So I love the concept behind Whonix, but I have a few issues- you can't use FDE on the workstation (that I know of), and I really hate the KDE desktop they gave it. So, I'd like to create a setup where I have Whonix-Gateway, or something equivalent like pfSense running Tor if that's possible, linking to a VM with any arbitrary OS ( probably *buntu or WIndows 7). I know that I can have a somewhat similar setup with pfSense running a VPN, but I want it to use Tor. Is there a way to achieve this, and if so- how?
Yes, you can do that. Switching from KDE to another desktop on the workstation VM is easy. FDE is harder. I know of two ways. One way is to hack the existing workstation VM. Basically, you backup, repartition the VMDK with a separate /boot partition, do cryptsetup luksFormat on the main partition, and do LVM2 setup on the encrypted volume. The other way is to create a Debian VM with dm-crypt/LUKS/LVM2 using the installer, and then configure it to work with the Tor gateway VM. Tor Browser is easy. Getting other apps to work properly is harder. I can provide instructions for installing Tor in pfSense, if you're interested.
So this is my desired setup: VPN 1 on host --> Tor Gateway VM (running either the Whonix Gateway or pfSense or whatever) --> VM secured with FDE, connected to VPN 2 With the stock Whonix Workstation, setting up FDE is at the very least, quite a hassle, as you mentioned. Even disregarding that as it's less important, I can't figure out how to get it to connect to a VPN using the KDE network manager, and I've tried both OpenVPN and PPTP. After I set up the VPN, when I click to try to connect to it, it doesn't even respond. I'm not sure whether it's simply the KDE NM's fault, in which case installing Gnome and Gnome packages would solve it, or it's some other issue (maybe TCP/UDP related? But it didn't even attempt to make a connection......). I set up a fresh Debian Gnome 64-bit VM, changing the Network Settings to exactly match that of the stock Whonix Workstation, and then launched Whonix Gateway followed by the Debian VM. The Debian VM tried connecting to the network but failed repeatedly. I tried again with an OpenSUSE Gnome VM, with the same exact result. So, I think that Whonix has some sort of authentication mechanism that prevents a random VM from using the Gateway connection. What is the best way to create the setup I'm looking for? If pfSense is the only viable option, I'm all ears. However, I'm willing to forgo FDE on Whonix Workstation if I can get the thing to connect to a VPN (the Whonix forum has not been very helpful here).

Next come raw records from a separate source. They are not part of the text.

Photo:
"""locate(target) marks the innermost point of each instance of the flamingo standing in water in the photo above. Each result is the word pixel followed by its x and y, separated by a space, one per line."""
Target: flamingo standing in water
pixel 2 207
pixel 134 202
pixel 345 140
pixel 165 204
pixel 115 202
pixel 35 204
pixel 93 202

Using a FDE host is best, because VirtualBox may leave plaintext on disk. What OS is your host running? For OpenVPN, you need to point to the SocksPort in the Whonix gateway VM. In each VPN config file, add these lines: Code: socks-proxy 10.152.152.10 9050 /path/to/up socks-proxy-retry The port is arbitrary, as long as it's configured in the gateway. The user/password file is not well documented: /path/to/up needs to exist, but it's not parsed. You use torsocks etc for apps that don't have SOCKS configuration options. But torsocks needs a local SOCKS port. And so you also need rinetd in the workstation. In /etc/rinetd.conf, you put a line for each of the SocksPorts that you want available: Code: 127.0.0.1 9050 10.152.152.10 9050
My host is running Linux with LUKS. My motivation for FDE on the Workstation is to secure that data in case of a cold boot attack scenario, or my laptop being taken while on, rather unlikely so it's probably overkill but hey. Where exactly do I put that line of code into the .ovpn? I don't want to mess something up in some way that I don't yet understand fully. The beginning of my config file goes: My VPN has both UDP and TCP options for OpenVPN, should I use TCP in the Whonix Workstation since that may work better with Tor? And you mentioned torsocks, I know that's how you torify apps, could you please explain how to set pfSense to route everything through that (if that is what you were referring to)? I'm not overly familiar with pfSense or FreeBSD and I don't want to introduce a vulnerability resulting from an oversight of mine... Thanks mate
OK, so FDE in both host and workspace VM is fine. As far as I know, the order of options in OpenVPN config files doesn't matter. But that said, I put the two SOCKS proxy lines near the bottom. For tunneling VPN through Tor, you must use TCP mode, because Tor doesn't route UDP. I was saying that you need to install torsocks and rinetd in a FDE Debian workspace VM that you're setting up to use instead of Whonix workstation VM. Plus Tor browser, of course. And there's an option in about:config that tells Tor browser not to start a local tor process (to avoid doing Tor through Tor, which isn't recommended). I don't recommend switching from Whonix gateway VM to a pfSense Tor gateway VM unless you want to reduce disk usage. The Whonix gateway VM needs less RAM (128 MB) than the pfSense Tor gateway VM (512 MB).